Пиаф всегда утверждала, что не верит в брак, но сама дважды была замужем. Первым её мужем стал певец Жак Пиль, за которого она вышла замуж в 1952 году. Тогда она облачилась в венчальное платье бледно-голубого цвета. Марлен Дитрих подарила невесте золотой крестик, украшенный изумрудами, который Эдит не снимала с груди всю жизнь.

Эдит Пиаф и Жак Пиль виделись редко — оба путешествовали с гастролями по всему миру. В один из редких свободных вечеров Эдит заглянула к Жаку в гримёрную перед его концертом. Они болтали ни о чём. И вдруг гримёрша сказала Жаку: «Не забудьте снять обручальное кольцо перед выходом, месье Пиль». Эдит услышала эти слова, и что-то надломилось в ней, она уже не могла безгранично доверять мужу. После пяти лет супружества они расстались.

И снова одиночество и тоска. Пиаф была в отчаянии, она начала пить. «Пьют потому, что хотят забыть кого-то, забыть свои неудачи, слабости, страдания, свои дурные поступки. Я тоже пила, чтобы забыть того или другого человека, причинившего мне страдания. Я знаю, что разрушаю себя, но удержаться не могла».

Однажды, когда в Нью-Йорке её бросил очередной любовник, для которого она много сделала, Пиаф после выступления в кабаре «Версаль» потребовала шампанского. Опьянев, упала на пол и на четвереньках, с лаем, поползла через зал. «Я — собака!» — кричала она. На следующий день Пиаф сгорала от стыда и поклялась не пить в течение года. Но вскоре встретила другого мужчину, и всё закрутилось сначала.

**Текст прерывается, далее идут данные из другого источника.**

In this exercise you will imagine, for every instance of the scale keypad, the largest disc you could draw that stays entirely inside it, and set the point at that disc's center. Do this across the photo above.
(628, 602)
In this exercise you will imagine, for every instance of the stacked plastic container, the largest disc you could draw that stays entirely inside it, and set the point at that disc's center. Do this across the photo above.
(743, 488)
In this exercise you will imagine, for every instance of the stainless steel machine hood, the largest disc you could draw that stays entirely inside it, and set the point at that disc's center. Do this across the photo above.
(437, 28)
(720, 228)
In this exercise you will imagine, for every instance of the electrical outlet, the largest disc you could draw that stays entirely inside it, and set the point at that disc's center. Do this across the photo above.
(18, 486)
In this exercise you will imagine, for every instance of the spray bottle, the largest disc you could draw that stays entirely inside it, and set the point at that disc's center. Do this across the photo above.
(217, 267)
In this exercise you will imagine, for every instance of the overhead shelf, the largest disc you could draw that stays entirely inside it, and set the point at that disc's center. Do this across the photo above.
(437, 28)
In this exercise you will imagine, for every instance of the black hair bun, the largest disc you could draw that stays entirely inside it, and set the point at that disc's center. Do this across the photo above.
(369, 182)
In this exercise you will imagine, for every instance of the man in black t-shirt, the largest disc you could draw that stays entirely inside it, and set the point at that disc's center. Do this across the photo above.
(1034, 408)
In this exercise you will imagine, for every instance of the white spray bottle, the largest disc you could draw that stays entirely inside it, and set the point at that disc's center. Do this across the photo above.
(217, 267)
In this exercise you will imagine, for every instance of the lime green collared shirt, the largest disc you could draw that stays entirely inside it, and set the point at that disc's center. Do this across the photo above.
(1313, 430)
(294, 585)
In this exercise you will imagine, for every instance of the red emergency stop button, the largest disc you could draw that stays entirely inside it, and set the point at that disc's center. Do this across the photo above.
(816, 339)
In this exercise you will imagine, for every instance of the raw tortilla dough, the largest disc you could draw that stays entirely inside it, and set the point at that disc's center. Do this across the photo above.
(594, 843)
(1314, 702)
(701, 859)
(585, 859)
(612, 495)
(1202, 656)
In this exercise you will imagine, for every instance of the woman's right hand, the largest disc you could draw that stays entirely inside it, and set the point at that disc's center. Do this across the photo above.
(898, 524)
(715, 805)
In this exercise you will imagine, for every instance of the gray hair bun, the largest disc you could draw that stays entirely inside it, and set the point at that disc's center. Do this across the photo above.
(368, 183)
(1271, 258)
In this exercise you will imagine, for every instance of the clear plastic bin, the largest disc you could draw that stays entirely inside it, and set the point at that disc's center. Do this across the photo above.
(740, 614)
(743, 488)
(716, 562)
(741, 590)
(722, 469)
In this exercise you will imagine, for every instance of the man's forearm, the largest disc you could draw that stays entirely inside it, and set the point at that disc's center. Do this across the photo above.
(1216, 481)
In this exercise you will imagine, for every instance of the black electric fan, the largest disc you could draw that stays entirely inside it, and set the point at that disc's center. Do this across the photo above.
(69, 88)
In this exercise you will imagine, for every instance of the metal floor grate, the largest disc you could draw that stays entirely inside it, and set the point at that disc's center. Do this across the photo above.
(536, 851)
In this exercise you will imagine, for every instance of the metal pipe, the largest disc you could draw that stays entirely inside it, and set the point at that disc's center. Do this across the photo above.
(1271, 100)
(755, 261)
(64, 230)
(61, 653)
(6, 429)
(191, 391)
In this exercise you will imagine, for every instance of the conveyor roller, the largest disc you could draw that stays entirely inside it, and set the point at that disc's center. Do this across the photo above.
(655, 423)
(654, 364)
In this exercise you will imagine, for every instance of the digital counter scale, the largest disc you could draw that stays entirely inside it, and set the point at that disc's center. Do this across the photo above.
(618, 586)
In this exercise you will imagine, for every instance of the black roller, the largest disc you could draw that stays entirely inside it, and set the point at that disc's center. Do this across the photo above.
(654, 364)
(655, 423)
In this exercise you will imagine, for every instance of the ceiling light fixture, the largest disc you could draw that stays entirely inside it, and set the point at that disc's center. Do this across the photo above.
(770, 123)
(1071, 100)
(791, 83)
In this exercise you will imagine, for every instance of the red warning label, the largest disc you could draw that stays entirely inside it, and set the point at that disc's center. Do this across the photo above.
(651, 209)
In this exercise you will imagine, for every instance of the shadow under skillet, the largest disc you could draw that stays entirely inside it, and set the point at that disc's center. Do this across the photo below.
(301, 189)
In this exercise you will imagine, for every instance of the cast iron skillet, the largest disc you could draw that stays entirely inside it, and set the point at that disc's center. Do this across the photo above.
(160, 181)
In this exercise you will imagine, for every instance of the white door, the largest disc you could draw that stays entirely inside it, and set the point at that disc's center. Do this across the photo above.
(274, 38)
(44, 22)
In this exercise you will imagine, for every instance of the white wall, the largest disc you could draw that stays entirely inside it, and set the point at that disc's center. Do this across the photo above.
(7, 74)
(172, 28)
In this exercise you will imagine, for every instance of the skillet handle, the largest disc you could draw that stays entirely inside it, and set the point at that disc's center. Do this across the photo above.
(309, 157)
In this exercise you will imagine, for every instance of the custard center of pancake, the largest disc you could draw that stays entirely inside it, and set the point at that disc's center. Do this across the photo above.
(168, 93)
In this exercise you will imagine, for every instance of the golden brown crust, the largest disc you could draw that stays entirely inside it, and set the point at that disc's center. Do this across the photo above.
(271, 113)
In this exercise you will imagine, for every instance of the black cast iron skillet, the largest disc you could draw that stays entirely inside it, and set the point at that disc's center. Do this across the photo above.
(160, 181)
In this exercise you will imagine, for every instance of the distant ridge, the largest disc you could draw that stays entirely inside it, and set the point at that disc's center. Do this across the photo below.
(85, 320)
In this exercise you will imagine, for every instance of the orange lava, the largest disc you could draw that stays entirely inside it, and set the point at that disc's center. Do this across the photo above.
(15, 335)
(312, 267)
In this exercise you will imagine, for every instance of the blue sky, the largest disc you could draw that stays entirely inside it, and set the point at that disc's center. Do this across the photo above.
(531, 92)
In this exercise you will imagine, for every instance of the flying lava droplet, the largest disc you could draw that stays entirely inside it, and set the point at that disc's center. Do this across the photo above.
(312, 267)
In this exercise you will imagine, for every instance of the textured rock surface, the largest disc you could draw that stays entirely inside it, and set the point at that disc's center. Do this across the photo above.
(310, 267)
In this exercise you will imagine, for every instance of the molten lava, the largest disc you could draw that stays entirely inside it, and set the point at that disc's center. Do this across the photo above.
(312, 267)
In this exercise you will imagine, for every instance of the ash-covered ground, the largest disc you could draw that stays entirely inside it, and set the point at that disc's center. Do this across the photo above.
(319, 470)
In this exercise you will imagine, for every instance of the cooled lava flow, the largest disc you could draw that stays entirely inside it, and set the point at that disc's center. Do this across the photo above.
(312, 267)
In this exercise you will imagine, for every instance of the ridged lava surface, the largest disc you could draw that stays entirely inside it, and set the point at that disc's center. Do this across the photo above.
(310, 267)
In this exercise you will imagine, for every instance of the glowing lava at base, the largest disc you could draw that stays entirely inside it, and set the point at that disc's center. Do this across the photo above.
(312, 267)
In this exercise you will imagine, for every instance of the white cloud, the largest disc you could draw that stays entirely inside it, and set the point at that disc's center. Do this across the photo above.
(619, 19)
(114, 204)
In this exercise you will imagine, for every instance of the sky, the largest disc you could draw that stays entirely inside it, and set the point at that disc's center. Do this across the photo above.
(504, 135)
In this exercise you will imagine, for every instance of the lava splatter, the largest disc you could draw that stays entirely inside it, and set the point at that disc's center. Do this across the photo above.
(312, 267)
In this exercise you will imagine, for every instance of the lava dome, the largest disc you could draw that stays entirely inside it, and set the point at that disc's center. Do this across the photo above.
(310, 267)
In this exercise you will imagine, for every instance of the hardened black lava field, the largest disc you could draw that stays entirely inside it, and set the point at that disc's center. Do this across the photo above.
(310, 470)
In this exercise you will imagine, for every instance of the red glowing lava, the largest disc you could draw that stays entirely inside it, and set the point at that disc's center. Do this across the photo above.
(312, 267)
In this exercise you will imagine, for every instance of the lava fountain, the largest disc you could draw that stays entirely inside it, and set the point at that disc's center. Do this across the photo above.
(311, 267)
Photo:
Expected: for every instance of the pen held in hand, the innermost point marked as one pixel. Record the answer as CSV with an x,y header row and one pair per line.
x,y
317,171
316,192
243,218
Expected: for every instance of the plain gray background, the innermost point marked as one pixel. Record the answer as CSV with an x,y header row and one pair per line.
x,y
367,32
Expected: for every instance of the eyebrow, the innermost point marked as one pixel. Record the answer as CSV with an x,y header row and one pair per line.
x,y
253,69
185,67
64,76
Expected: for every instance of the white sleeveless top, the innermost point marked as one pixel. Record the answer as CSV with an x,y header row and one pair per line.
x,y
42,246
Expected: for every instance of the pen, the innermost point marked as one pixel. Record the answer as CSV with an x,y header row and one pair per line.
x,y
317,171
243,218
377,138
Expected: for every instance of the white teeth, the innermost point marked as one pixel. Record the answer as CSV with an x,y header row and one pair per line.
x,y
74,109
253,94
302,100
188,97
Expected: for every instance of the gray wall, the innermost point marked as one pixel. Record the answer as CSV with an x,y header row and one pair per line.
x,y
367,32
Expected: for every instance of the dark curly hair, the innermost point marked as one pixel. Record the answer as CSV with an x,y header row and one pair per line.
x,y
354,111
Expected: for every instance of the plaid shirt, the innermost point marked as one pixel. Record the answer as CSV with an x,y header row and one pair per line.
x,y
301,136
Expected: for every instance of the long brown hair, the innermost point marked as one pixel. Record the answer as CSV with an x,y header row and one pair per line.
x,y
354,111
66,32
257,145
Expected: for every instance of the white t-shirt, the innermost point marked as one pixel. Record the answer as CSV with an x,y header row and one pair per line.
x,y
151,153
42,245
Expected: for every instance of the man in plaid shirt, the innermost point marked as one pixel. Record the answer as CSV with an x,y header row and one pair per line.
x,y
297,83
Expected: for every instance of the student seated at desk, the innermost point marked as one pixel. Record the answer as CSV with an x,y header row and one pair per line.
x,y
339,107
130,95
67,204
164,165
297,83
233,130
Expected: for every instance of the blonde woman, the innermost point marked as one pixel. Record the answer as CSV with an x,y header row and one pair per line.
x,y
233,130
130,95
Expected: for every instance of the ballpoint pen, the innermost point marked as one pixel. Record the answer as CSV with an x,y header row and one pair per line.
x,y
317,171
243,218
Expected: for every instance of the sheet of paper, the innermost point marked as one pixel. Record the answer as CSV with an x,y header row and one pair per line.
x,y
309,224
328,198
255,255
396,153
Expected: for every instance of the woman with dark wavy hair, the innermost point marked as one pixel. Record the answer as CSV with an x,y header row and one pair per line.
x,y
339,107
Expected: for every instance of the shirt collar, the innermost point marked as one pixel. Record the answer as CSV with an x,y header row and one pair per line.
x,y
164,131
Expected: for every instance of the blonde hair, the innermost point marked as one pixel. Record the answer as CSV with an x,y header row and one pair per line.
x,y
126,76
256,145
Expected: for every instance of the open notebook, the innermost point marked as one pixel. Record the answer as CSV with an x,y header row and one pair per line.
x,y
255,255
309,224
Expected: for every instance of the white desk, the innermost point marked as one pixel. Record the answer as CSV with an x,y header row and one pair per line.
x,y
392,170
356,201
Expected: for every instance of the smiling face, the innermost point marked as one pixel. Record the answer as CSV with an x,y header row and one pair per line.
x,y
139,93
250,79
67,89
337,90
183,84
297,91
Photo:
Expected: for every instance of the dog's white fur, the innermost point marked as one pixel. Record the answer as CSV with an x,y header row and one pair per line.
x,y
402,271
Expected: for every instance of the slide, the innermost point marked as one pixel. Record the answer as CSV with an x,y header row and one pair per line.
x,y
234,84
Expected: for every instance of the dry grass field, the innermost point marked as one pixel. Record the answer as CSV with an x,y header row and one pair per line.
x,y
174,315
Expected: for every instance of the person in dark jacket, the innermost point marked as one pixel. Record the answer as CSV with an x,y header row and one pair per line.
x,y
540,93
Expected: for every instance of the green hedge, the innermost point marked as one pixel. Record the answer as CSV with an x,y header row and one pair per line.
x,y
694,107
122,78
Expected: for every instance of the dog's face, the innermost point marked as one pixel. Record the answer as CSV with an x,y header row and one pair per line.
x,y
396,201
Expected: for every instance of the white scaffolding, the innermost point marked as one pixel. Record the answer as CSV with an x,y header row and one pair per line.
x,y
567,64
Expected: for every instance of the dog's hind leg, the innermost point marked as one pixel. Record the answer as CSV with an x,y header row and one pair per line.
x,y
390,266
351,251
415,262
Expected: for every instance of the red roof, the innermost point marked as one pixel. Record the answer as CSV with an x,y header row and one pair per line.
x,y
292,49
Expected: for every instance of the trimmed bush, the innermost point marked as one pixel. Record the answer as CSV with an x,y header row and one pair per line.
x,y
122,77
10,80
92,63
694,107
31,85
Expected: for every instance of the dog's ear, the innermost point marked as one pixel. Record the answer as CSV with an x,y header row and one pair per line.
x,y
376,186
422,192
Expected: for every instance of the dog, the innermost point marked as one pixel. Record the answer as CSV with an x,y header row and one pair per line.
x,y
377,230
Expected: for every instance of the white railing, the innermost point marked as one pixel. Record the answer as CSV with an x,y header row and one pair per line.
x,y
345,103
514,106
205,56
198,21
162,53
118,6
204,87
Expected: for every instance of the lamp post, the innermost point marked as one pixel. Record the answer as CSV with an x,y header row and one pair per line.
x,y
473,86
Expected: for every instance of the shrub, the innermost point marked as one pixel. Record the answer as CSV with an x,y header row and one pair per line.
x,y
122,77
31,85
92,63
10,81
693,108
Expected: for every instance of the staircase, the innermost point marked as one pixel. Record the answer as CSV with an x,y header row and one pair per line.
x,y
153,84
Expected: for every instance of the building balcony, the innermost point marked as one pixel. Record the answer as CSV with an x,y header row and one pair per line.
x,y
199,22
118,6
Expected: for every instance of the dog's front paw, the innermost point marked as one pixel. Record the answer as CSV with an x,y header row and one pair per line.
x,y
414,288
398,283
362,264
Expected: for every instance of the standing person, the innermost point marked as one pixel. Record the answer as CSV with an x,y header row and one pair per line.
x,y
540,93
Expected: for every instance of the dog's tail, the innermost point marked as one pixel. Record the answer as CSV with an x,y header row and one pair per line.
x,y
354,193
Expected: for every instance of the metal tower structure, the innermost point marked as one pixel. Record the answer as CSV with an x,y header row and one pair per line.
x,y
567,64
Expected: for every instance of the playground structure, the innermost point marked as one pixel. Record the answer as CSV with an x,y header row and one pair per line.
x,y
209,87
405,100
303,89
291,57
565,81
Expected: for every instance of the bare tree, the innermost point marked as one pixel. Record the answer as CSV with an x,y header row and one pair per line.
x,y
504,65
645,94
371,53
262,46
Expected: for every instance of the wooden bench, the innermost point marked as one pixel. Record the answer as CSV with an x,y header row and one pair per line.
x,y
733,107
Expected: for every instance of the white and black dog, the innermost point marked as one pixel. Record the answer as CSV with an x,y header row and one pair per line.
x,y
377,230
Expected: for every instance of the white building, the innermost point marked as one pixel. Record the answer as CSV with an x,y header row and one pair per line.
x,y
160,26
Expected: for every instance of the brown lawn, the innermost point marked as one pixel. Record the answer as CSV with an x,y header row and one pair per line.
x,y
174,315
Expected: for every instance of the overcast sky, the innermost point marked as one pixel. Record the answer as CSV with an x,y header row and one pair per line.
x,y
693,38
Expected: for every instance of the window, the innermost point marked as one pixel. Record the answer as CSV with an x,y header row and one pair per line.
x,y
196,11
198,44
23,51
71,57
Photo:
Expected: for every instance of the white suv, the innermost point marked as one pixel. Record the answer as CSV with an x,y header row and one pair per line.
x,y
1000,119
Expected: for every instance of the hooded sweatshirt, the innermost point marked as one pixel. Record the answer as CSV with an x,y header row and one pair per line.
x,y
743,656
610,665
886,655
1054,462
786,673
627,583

В Рио-де-Жанейро она влюбилась в музыканта. «Это был один из лучших людей, встречавшихся в моей жизни. Я вела себя с ним отвратительно, а он всё терпел. И вдруг я почувствовала отвращение к себе. Я заперлась одна в своей комнате, поставила около себя длинный ряд бутылок с пивом и пила, пила, чтобы уснуть, забыться…»

Ей удалось вылечиться от алкоголизма в специальной клинике.

На последнем году жизни Пиаф вышла замуж за Теофаниса Ламбукаса. 26-летнего парикмахера и певца греческого происхождения, страстно любившего её. Своим друзьям она представляла его как Тео Сарапо («сарапо» в переводе с греческого — «Я люблю тебя»). Это позже биографы Эдит стали называть Тео «греческим богом», а поначалу он производил невыгодное впечатление: грубые черты лица, нарочито взлохмаченная чёрная шевелюра, толстые губы и томный взгляд. Он казался каким-то чересчур мягким, слишком любезным и услужливым. Казалось, он у неё долго не задержится. Но вышло иначе.

Что могло сблизить познавшую успех сорокасемилетнюю женщину и этого красивого простоватого парня, к тому же на двадцать лет моложе её? Пиаф нужен был человек, который любил бы её. Тео же был слабохарактерным и нуждался в авторитетной и сильной женщине. Она давала ему шанс стать другим. Он стал для неё последним шансом быть любимой.

Венчались Пиаф и Сарапо 9 сентября в русской церкви — так захотел Тео, исповедовавший православную веру. Эдит выглядела вполне счастливой — в розовом костюмчике от Шанель. Рядом возвышался Тео. Жить Пиаф осталось чуть больше года…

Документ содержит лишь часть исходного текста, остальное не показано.